Web Hosting Talk







View Full Version : Redundant Pipes


Circa3000
01-18-2002, 01:21 AM
Hi all,

Can a routing failure (at a Qwest facility) knock out access to your network, even if you have redundant pipes?

Our upstream provider procures bandwidth for us from Qwest and others. Today, a network failure outside of our company disrupted service for over two hours. The disruption was not total -- some visitors did get through while those that reported failure could not get through at all, despite several retries.

The inevitable question was asked by one of my customers, "but don't you guys have redundant pipes?" I replied, "yes, of course" but then couldn't explain why he would not be rerouted around the ailing Qwest facility (in Burbank).

According to our upstream provider, a router (typically, responsible for switching from a slow or broken pipe to a good pipe) can fail, jamming access through any of the available pipes.

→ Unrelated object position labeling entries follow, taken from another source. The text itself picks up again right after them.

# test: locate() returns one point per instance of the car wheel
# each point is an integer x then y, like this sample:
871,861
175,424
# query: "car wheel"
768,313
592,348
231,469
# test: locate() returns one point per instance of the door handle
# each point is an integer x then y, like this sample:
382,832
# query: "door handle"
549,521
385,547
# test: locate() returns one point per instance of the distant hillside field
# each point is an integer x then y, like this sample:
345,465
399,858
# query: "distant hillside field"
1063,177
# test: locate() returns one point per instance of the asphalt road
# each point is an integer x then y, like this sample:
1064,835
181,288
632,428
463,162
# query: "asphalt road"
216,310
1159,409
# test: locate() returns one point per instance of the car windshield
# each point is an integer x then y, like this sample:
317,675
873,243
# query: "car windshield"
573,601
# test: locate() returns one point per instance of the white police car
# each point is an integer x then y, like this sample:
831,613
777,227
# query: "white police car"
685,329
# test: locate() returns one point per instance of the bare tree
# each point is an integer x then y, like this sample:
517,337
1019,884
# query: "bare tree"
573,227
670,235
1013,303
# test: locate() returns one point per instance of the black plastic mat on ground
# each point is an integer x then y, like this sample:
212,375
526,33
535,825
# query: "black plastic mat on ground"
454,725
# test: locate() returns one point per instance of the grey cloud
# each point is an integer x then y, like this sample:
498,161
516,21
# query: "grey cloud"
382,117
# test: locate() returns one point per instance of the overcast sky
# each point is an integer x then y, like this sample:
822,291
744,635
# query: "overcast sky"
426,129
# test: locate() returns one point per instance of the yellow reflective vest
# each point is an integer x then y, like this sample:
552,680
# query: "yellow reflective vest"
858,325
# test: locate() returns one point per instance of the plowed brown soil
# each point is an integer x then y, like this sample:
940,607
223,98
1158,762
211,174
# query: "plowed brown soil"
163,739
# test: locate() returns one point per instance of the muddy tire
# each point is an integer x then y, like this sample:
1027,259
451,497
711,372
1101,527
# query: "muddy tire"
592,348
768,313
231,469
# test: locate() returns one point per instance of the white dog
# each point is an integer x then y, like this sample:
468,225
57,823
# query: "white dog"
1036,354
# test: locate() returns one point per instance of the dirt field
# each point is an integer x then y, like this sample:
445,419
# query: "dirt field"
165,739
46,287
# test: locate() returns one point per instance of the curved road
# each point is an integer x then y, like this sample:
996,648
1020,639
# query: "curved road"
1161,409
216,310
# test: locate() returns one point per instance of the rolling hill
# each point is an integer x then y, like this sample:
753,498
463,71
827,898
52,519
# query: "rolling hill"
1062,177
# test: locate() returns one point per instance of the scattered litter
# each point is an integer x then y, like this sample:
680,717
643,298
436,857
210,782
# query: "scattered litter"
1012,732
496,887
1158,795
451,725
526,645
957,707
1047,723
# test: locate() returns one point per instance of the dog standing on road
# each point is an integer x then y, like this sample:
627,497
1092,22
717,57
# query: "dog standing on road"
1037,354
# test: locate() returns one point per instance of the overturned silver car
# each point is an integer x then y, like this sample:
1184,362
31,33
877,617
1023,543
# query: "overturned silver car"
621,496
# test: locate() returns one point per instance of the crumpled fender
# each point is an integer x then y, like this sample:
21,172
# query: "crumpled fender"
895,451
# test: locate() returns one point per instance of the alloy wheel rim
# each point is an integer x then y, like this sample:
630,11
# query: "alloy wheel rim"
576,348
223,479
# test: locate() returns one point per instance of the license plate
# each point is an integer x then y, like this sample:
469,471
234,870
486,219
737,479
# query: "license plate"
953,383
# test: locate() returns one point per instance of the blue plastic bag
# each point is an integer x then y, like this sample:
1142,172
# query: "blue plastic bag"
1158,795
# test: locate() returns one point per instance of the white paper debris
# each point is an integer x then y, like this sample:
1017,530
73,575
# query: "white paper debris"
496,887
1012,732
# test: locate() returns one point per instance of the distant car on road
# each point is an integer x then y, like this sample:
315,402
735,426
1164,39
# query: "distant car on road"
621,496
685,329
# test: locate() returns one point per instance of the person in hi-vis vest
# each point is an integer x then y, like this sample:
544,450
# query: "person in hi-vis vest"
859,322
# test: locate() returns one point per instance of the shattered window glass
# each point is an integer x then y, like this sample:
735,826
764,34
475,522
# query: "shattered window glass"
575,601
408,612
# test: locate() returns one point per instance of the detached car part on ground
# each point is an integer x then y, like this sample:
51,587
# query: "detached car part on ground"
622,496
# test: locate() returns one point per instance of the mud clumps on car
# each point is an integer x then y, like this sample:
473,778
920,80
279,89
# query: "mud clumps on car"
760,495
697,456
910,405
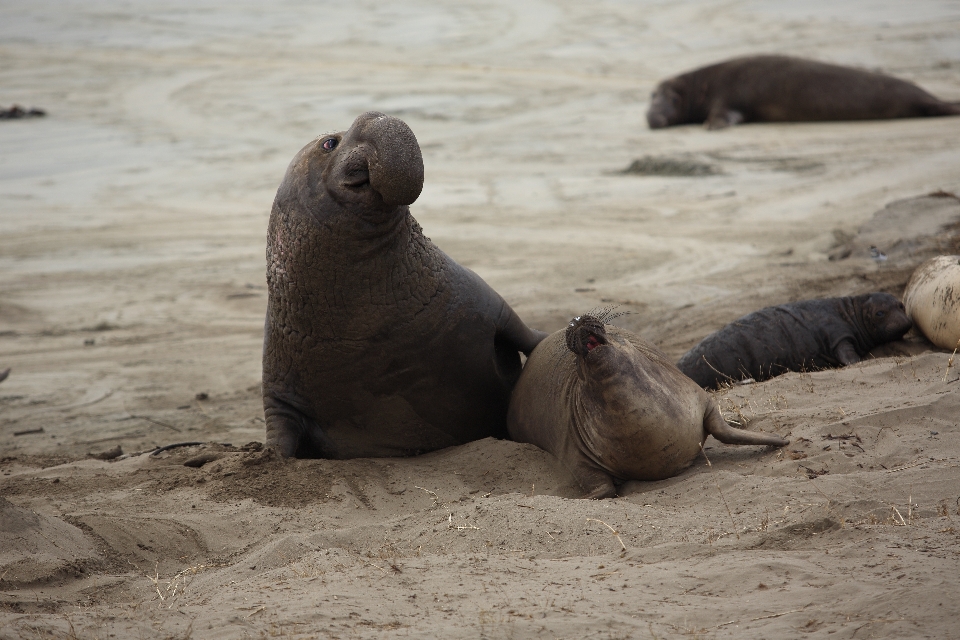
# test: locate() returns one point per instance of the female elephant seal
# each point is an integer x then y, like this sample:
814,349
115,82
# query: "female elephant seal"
785,89
376,342
799,336
932,300
612,407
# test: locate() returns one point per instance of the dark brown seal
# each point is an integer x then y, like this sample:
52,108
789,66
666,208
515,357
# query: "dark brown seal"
612,407
800,336
376,342
785,89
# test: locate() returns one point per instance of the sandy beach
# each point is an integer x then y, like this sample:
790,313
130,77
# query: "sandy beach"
132,295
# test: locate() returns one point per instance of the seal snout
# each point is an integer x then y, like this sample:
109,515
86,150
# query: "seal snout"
584,334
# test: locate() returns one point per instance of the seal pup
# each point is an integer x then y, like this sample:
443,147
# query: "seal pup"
799,336
784,89
932,300
611,407
376,343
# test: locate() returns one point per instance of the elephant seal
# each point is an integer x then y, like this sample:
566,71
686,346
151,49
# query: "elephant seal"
611,407
799,336
784,89
376,343
932,300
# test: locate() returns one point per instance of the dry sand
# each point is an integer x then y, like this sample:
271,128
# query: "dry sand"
132,223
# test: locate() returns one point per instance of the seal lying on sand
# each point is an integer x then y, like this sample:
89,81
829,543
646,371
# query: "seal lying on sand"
932,300
376,342
612,407
785,89
800,336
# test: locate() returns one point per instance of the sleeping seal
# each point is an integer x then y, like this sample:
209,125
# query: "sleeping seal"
932,300
611,407
785,89
376,342
799,336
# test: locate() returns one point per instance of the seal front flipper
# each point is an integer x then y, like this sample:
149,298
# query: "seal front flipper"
715,425
512,330
292,433
846,354
596,483
721,117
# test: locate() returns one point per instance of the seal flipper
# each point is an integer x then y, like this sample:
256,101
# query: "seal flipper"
721,117
597,484
846,354
512,330
715,425
292,433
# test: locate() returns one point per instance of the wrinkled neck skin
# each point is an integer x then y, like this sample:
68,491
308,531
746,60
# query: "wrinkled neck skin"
590,394
345,252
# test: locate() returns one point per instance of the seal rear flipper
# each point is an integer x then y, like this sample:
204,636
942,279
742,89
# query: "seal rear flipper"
721,117
715,425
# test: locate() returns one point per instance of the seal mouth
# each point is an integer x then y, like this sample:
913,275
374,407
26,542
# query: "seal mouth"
356,178
584,334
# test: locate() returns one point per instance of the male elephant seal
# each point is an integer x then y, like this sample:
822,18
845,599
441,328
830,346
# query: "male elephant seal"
376,342
799,336
932,300
785,89
612,407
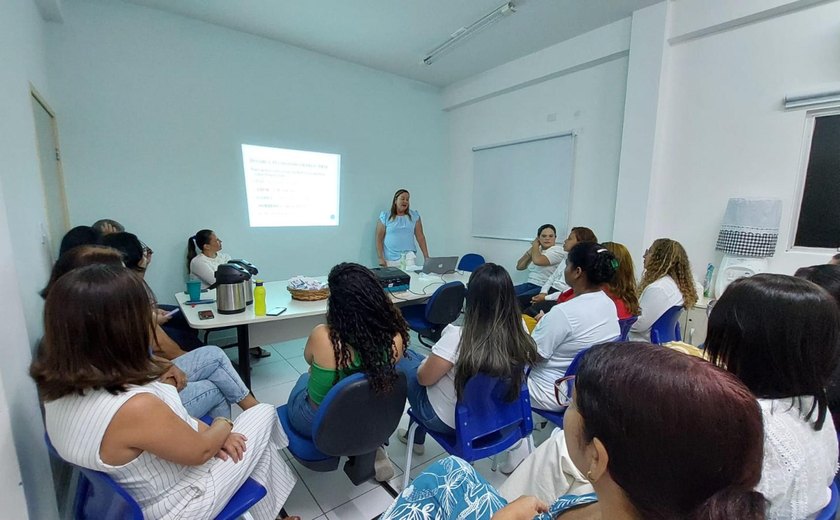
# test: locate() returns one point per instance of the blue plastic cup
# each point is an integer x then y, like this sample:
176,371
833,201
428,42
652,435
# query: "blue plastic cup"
194,289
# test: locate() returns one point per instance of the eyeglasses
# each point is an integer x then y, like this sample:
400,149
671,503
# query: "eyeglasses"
563,390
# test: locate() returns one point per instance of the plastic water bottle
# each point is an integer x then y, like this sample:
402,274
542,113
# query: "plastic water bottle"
259,299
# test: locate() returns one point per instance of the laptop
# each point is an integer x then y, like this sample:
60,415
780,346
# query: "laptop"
440,265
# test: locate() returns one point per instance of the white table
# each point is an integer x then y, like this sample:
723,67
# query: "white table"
298,320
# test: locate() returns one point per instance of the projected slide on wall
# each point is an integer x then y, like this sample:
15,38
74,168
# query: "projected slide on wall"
291,187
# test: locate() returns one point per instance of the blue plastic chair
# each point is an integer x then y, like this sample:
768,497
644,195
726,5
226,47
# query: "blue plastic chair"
829,511
485,423
352,421
470,262
624,325
667,327
100,497
429,319
556,417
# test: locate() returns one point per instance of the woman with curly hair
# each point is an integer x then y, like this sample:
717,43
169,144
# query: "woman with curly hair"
364,333
666,282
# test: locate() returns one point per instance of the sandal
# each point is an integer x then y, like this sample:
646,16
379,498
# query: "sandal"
259,352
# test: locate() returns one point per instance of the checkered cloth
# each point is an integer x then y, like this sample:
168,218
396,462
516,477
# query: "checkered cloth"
746,243
750,227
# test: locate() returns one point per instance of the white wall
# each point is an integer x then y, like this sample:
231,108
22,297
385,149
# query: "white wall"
580,84
24,263
724,132
153,109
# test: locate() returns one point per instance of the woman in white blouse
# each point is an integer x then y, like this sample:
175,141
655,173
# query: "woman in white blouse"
105,409
781,336
666,282
204,256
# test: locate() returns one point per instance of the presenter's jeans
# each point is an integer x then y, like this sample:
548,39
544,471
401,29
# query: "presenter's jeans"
419,399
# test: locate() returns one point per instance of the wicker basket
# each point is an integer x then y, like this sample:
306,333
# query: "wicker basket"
309,296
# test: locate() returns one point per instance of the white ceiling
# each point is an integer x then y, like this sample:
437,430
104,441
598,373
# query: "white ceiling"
394,35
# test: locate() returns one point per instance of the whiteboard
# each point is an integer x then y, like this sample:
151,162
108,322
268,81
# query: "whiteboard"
519,186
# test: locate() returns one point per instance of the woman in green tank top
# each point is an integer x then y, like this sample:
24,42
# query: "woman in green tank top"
364,333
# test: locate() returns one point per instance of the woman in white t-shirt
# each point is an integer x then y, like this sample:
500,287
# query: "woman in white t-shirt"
541,260
666,282
493,341
780,335
204,256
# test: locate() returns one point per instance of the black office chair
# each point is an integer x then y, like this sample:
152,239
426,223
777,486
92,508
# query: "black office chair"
429,319
352,421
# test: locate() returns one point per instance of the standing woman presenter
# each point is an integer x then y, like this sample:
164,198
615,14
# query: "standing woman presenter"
396,232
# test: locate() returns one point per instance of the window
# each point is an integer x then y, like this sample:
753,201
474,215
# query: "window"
819,212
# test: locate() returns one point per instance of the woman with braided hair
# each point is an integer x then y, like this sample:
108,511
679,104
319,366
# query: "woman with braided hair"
364,333
666,282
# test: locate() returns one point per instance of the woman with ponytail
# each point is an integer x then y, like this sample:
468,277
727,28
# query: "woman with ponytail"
204,256
631,401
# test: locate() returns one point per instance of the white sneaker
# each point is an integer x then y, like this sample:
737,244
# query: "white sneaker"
514,457
382,466
402,435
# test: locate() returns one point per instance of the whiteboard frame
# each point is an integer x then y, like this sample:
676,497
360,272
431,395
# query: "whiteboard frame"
573,134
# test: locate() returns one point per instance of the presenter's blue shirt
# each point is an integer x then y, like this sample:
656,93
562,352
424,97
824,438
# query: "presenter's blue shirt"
399,233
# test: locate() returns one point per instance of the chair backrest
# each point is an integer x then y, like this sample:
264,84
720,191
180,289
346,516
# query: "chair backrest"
446,303
485,423
470,261
829,511
624,326
99,497
354,420
667,327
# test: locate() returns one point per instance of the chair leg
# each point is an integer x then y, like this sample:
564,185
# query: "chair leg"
412,428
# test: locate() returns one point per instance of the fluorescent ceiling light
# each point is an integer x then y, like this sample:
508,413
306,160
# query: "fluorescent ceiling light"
463,33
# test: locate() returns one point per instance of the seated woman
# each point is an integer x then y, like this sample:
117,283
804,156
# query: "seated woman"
204,256
625,447
364,333
492,341
541,260
585,320
666,282
205,379
543,302
828,277
622,288
106,410
781,336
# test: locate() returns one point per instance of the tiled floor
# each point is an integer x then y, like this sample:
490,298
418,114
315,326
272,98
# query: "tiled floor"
331,495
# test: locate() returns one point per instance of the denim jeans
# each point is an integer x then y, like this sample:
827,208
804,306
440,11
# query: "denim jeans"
213,385
301,411
419,399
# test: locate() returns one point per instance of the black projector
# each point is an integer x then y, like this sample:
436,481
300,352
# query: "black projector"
392,279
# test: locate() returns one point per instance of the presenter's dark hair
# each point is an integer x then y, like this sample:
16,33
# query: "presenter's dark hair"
698,403
595,260
78,236
394,205
196,243
826,276
81,256
493,341
129,245
97,331
781,336
361,315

I'll buy that, but I still can't explain why my customer in Indiana would be routed through Burbank, CA and then hang up there on a failed router -- rather than be immediately rerouted through, say, Sacramento -- our nearest mega-POP.

Do these explanations add up? Or, am I paying for redundancy that I'm not getting?

Any input is greatly appreciated.

astanley
01-18-2002, 08:57 AM
Well a downed router is not the same as a routing error. Border Gateway Protocol, better known as BGP is the protocol of choice for most company's using routers now, and the biggest reason is the addition of classless adressing (assiging partial IP blocks, instead of full class a/b/c). At a set interval all routers running BGP check the status of all neighboring routers, and if one is unresponsive - then BGP turns off that route, and routes all traffic through the next priority link. In the event of a route ERROR, however, the bordering router does not become unresponsive, as the router never goes down, it has been merely misconfigured. A routing error would show up in a traceroute as what is also known as a "routing loop", if your users had tried to traceroute your machine while receiving the downtimes they would've seen something similar to:

7 icix.att.net (165.117.69.10) 11.16 ms 12.948 ms 10.619 ms
8 gbr3-p50.wswdc.ip.att.net (12.123.9.50) 10.525 ms 10.753 ms 10.469 ms
9 gbr3-p40.sl9mo.ip.att.net (12.122.2.82) 43.565 ms 43.883 ms 41.358 ms
10 gbr3-p20.sffca.ip.att.net (12.122.2.74) 75.868 mst 77.882 ms 78.434 ms
11 gbr3-p40.sl9mo.ip.att.net (12.122.2.82) 43.565 ms 43.883 ms 41.358 ms
12 gbr3-p20.sffca.ip.att.net (12.122.2.74) 75.868 mst 77.882 ms 78.434 ms
13 gbr3-p40.sl9mo.ip.att.net (12.122.2.82) 43.565 ms 43.883 ms 41.358 ms
14 gbr3-p20.sffca.ip.att.net (12.122.2.74) 75.868 mst 77.882 ms 78.434 ms

Notice that 9-14 simply bounce the user back and forth between two routers - this is most likely the error your customers would've seen. As far as why a customer was routed halfway across the internet to get to your site - that's just what happens. Routers are fairly intelligent and do constant polling on all neighboring connections in order to build a reliability, and bandwidth table...each neighboring router is rated based on this table, and the packets are sent to the highest rated neighbor that has an entry in the routing table for that destination. I hope that's not too confusing, and I hope it better explains the problem you had.

-Adam